Dr. Cheng sought to make an artificial intelligence (AI) tool to help genetic/genomic researchers and drug developers identify the most promising protein-protein interactions more easily, teaming up with Haiyuan Yu, PhD, director of the Cornell University Center for Innovative Proteomics. The group integrated massive amounts of data from multiple sources including:

  • Genomic sequences from almost 100,000 individuals who were either born with disease-causing mutations or acquired them later in life (usually cancer).
  • Physical three-dimensional structures of over 16,000 human proteins, and data on how DNA mutations impact those structures.
  • Known interactions between almost 300,000 different protein-protein pairs.

Their resulting database allows researchers to navigate the interactome for more than 10,500 diseases, from alopecia to von Willebrand Disease.

Researchers who identified a disease-associated mutation can input it into PIONEER to receive a ranked list of protein-protein interactions that contribute to the disease and can potentially be treated with a drug. Scientists can search for a disease by name to receive a list of potential disease-causing protein interactions that they can then go on to research. PIONEER is designed to help biomedical researchers who specialize in almost any disease across categories including autoimmune, cancer, cardiovascular, metabolic, neurological, and pulmonary.

Impact and Validation of PIONEER

The team validated their database’s predictions in the lab, where they made almost 3,000 mutations on over 1,000 proteins and tested their impact on almost 7,000 protein-protein interaction pairs. Preliminary research based on these findings is already underway to develop and test treatments for lung and endometrial cancers. The team also demonstrated that their model’s protein-protein interaction mutations can predict:

  • Survival rates and prognoses for various cancer types, including sarcoma, a rare but potentially deadly cancer.
  • Anti-cancer drug responses in large pharmacogenomics databases.
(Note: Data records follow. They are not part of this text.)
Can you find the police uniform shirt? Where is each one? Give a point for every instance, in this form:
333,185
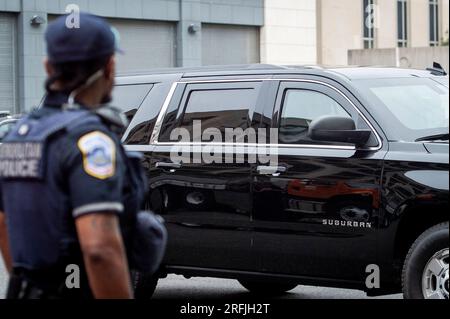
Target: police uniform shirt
84,173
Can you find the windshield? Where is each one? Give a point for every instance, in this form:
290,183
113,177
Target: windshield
408,108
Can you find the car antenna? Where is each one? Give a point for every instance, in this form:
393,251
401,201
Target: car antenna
437,69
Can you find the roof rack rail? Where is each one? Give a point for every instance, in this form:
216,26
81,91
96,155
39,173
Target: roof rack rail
437,69
4,114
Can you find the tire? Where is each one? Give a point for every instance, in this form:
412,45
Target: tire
425,272
268,289
144,286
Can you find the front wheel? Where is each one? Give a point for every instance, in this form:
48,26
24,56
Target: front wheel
425,272
264,288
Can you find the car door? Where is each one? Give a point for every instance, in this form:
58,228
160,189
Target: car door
315,211
206,202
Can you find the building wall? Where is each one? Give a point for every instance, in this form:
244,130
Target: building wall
340,26
289,33
151,14
419,24
386,36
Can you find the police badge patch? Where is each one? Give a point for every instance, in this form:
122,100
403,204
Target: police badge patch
99,154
The researchers also experimentally validated that protein-protein interaction mutations between the proteins NRF2 and KEAP1 can predict tumor growth in lung cancer, offering a novel target for targeted cancer therapeutic development.

“The resources needed to conduct interactome studies poses a significant barrier to entry for most genetic researchers,” says Dr. Cheng. “We hope PIONEER can overcome these barriers computationally to lessen the burden and grant more scientists with the ability to advance new therapies.”

Reference: “A structurally informed human protein–protein interactome reveals proteome-wide perturbations caused by disease mutations” 24 October 2024, Nature Biotechnology.
DOI: 10.1038/s41587-024-02428-4

This study has five co-first authors who contributed equally: Dapeng Xiong, PhD (Cornell University); Yunguang Qiu, PhD (Cleveland Clinic); Junfei Zhao, PhD (Columbia University); Yadi Zhou, PhD (Cleveland Clinic); and Dongjin Lee, PhD (Cornell University).

It was funded in part by The National Institute on Aging (R01AG084250, R56AG074001, U01AG073323, R01AG066707, R01AG076448, R01AG082118, RF1AG082211, and R21AG083003) and The National Institute of Neurological Disorders and Stroke (RF1NS133812).

The work was also supported in part by the late Charis Eng, MD, PhD, the Sondra J. and Stephen R. Hardis Chair of Cancer Genomic Medicine at Cleveland Clinic. Dr. Cheng wishes to dedicate this paper to the memory of Dr. Eng, founding Chair of Genomic Medicine Institute. She will be remembered for her lifelong dedication to human genetics, personalized genomic healthcare research, and mentorship.